She looked up into the darkening sky, toward the incoming ship--and instantly wished she hadn't. It was in even more trouble than she had thought.

THIRTEEN
FIRE

Jamie barely noticed when the guns stopped firing. They had too many other problems to worry about. Hannah had just explained the landing plan in as few words as possible. He had a half dozen urgent questions to ask, but there was no time for any of them. He could see the thruster-power reserve indicator sliding down toward zero just as well as she could.

"Okay, double-check all your seat restraints," she said. "Make good and sure you're strapped in."

Jamie did as he was told, tugging on all the belts and buckles, wondering just how much good they would do. "Belts okay," he reported.

"Good," said Hannah. "Ready?"

"Yeah, all set." A lie, of course. How could anyone get ready for a thing like this?

"Here we go," Hannah said. "Just pray that it all works." She throttled the main thruster down, and let the
Lotus
drop faster toward what would be her final landing. "Stand by for evac hatch jettison," she called out. She flipped yet another safety cover off yet another for-emergency-use-only control, armed the system by twisting a knob, and then stabbed her finger down hard on the jettison button.

BLAM-BLAM-BLAM-BLAM
and four fat triangular sections of the control cabin's hull, spaced at ninety-degree intervals from each other, suddenly blew off and were arcing away into the gathering darkness to crash onto the landing field. One jettisoned section contained the main viewport, and Jamie suddenly found himself with nothing but his pressure suit between him and the wind whipping past outside, howling and roaring at the frail and dying spacecraft that was going down for the last time.

They needed all four evac hatches blown off for a very simple reason. With no landing gear to hold the ship upright, they knew the
Lotus
was going to topple; but they didn't know which way. With all four hatches gone, the odds were good that at least one hatchway would be clear enough for them to get out.

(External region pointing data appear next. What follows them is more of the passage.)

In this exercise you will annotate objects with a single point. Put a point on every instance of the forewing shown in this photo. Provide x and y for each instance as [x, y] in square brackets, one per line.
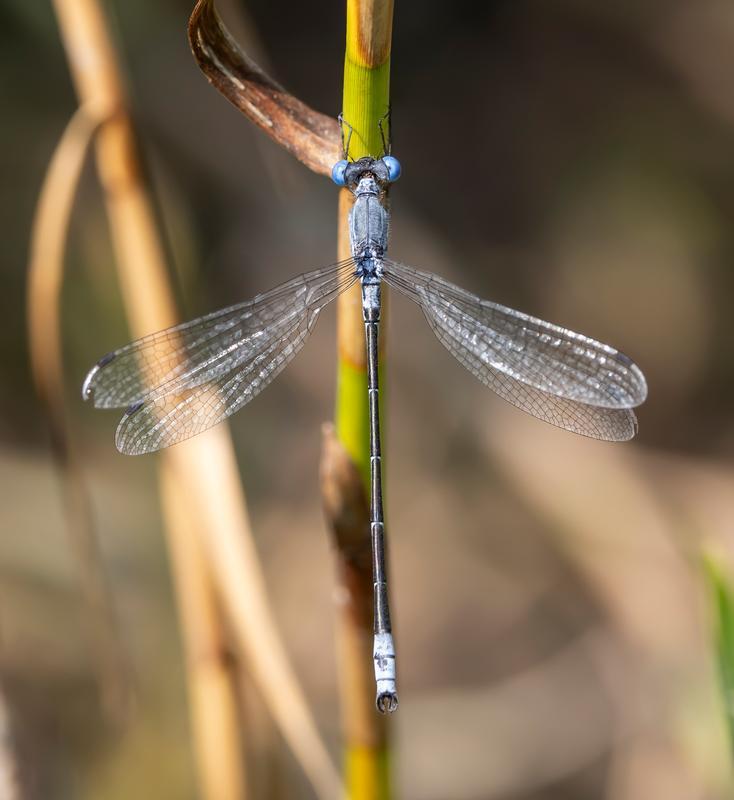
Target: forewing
[544, 356]
[213, 366]
[197, 352]
[556, 375]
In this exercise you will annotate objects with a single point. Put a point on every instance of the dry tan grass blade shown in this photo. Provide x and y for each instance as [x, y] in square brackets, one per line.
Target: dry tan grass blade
[216, 505]
[45, 278]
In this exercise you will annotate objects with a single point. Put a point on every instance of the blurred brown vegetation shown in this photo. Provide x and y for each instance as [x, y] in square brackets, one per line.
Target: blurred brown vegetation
[568, 159]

The ship continued its powered fall, dropping straight down at a steady rate that conferred an odd stateliness on the crippled ship, even though they were still moving far too quickly for anything like a survivable crash landing. At a bare hundred meters altitude, Hannah throttled up as hard as she could to max power, and the engines screamed to life one last time. Jamie watched the altimeter and braced himself for an impact that didn't come--at least, not at once.

The
Lotus
came to a halt a bare eight meters above the ground. Hannah immediately throttled down hard to hover, before the ship could pogo back up into the sky. The ship lifted by only the slightest amount, not more than a meter or two. Hannah held the
Lotus
there, floating all but motionless, just above the ground, dumping the last of the system's thruster power, rather than risking its being released on impact in the form of a large and unpleasant explosion.

The ship hung there, hovering, for a handful of seconds that seemed like hours--hours in which yet another system could fail, or another faceless enemy could take a potshot at them, or something else could go wrong with their snakebit arrival.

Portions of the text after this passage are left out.